Reducing the occlusal surface of a tooth that has the structure to be restored is an irreversible step. Also, the occlusal reduction can have a pathological repercussion for the stomatognathic system40,41. The present review highlights that reducing the occlusal surface does not influence postoperative pain, with moderate quality of evidence. In this sense, with endodontic treatment performed, even partially, there will be a reduction in postoperative pain. Because of the many methodological differences that can influence postoperative pain, only a small number of studies were included. However, most of these studies had a low risk of bias (“Supplementary materials”).

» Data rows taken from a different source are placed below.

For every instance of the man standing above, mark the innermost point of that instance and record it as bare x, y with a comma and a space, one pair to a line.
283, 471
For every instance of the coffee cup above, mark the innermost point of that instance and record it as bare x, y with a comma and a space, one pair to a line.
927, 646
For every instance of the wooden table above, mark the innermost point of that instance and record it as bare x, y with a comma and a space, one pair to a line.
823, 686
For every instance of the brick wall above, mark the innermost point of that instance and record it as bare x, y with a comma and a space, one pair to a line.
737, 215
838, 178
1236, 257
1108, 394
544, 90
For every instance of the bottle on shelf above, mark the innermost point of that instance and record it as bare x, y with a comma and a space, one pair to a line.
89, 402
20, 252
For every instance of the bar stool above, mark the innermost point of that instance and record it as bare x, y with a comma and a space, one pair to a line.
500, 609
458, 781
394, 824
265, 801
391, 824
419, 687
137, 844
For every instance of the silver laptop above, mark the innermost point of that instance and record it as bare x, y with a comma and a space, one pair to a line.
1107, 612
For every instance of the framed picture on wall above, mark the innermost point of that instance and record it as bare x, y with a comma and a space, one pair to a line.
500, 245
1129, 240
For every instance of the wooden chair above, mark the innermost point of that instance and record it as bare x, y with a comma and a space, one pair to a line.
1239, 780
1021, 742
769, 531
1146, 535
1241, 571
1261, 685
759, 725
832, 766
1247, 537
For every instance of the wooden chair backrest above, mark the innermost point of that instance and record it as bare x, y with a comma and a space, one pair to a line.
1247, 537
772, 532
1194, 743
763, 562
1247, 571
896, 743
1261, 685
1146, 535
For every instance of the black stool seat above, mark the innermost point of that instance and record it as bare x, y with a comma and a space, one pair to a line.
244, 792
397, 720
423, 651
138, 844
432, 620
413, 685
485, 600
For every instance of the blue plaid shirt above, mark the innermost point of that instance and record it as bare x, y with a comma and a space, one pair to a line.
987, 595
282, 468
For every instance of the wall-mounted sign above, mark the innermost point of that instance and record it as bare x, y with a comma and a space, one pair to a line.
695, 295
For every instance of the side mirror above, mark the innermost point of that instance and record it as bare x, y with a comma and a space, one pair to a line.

Among the limitations of the present study, the following stand out: language restrictions, the small number of articles included, methodological heterogeneity, the adoption of multiple pain scales, and the different follow-up periods of observation. Future studies should include investigation of occlusal surface reduction before root canal treatment to prevent postoperative pain on teeth with necrotic pulp and apical periodontitis. It is known that periapical lesions represent an increased risk of postoperative pain27. Randomized clinical trials on this subject are scarce so far, making it challenging to consolidate clinical protocols that preserve dental structures.

Conclusion

The occlusal reduction does not interfere with pain after endodontic instrumentation (at 6, 12, 24, or 48 h) and the obturation (at 6 and 12 h). The certainty of evidence within the studies included in this meta-analysis was considered moderate.